Ensuring site indexed by search engines
Search engines use what are known as "robots", or "spiders", to continuously crawl around the internet looking for web pages.
These "spiders" essentially take a copy of the pages they find and send them through to the search engine's data centers for indexing.
The indexing process involves utilising the ranking criteria to be explained in the next section.
But you need to ensure your site is "spiderable" in the first place.
To this end, you need to ensure that "spiders" can read all the relevant content on your site, and can access all the relevant pages, through being able to follow each of the links.

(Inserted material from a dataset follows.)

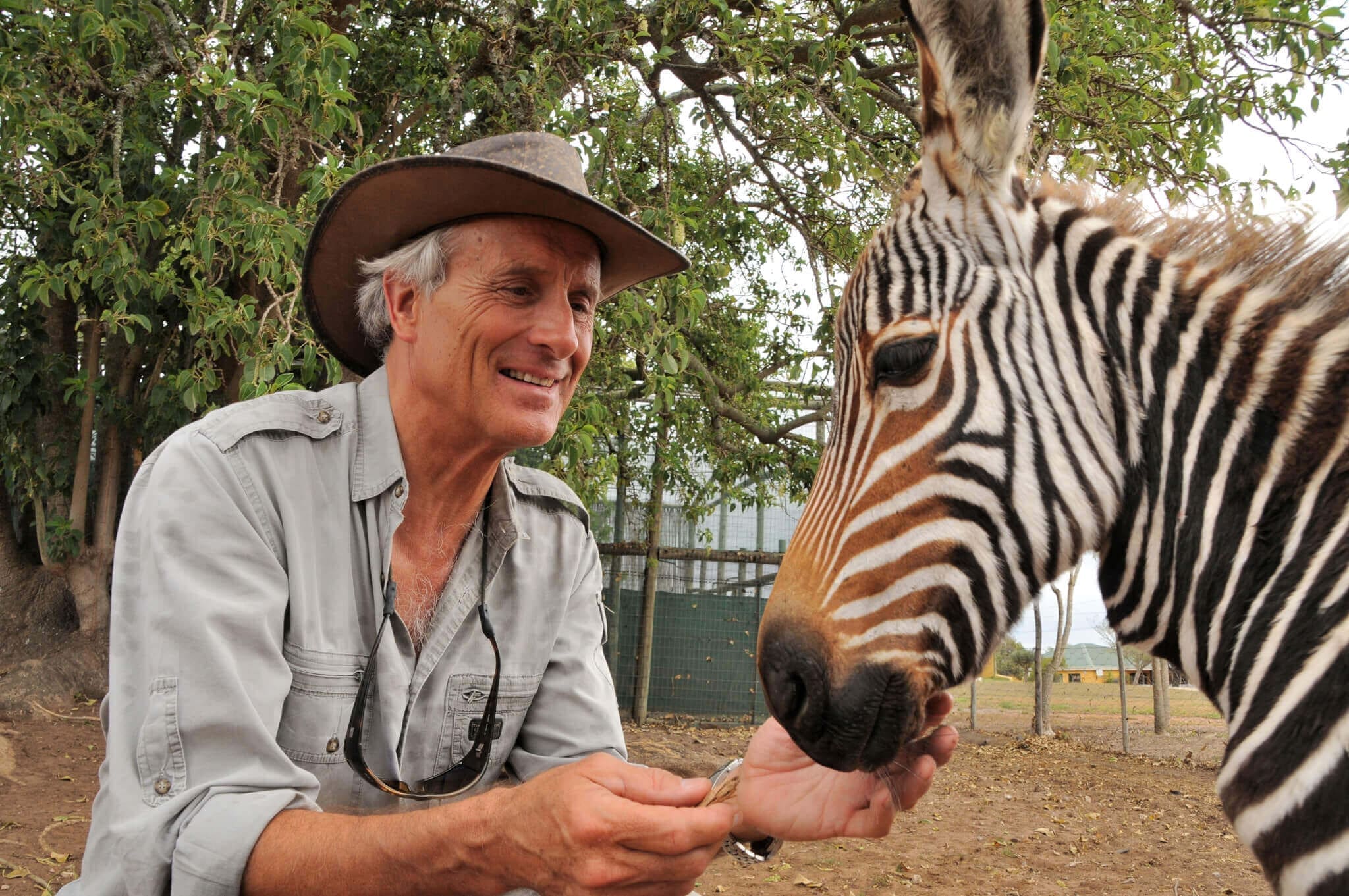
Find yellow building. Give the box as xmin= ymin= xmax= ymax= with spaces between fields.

What "Spiders" Like to See
"Spiders" essentially replicate the functionality of the earliest type of web browsers. Thus they are happiest when your web site is made up of:
1) Static HTML, ASP, PHP or other web-standard files (Word documents, PDFs etc. are "spiderable", too, but are not as good for ranking purposes).
2) Text-based links to the other pages of the site.
3) "Clean" pages, with little extraneous code.
What "Spiders" Don't Like to See
Though the latest versions of search engine "spiders" are improving, it is still best practice to consider them to be earlier versions, which have difficulty reading:
1) Flash.
2) Java-based links.
3) Frames.
4) Lots of code - which can often be housed in a separate folder and referenced from the web page, rather than being a part of the page's inherent code.
5) Dynamic pages with many query string variables.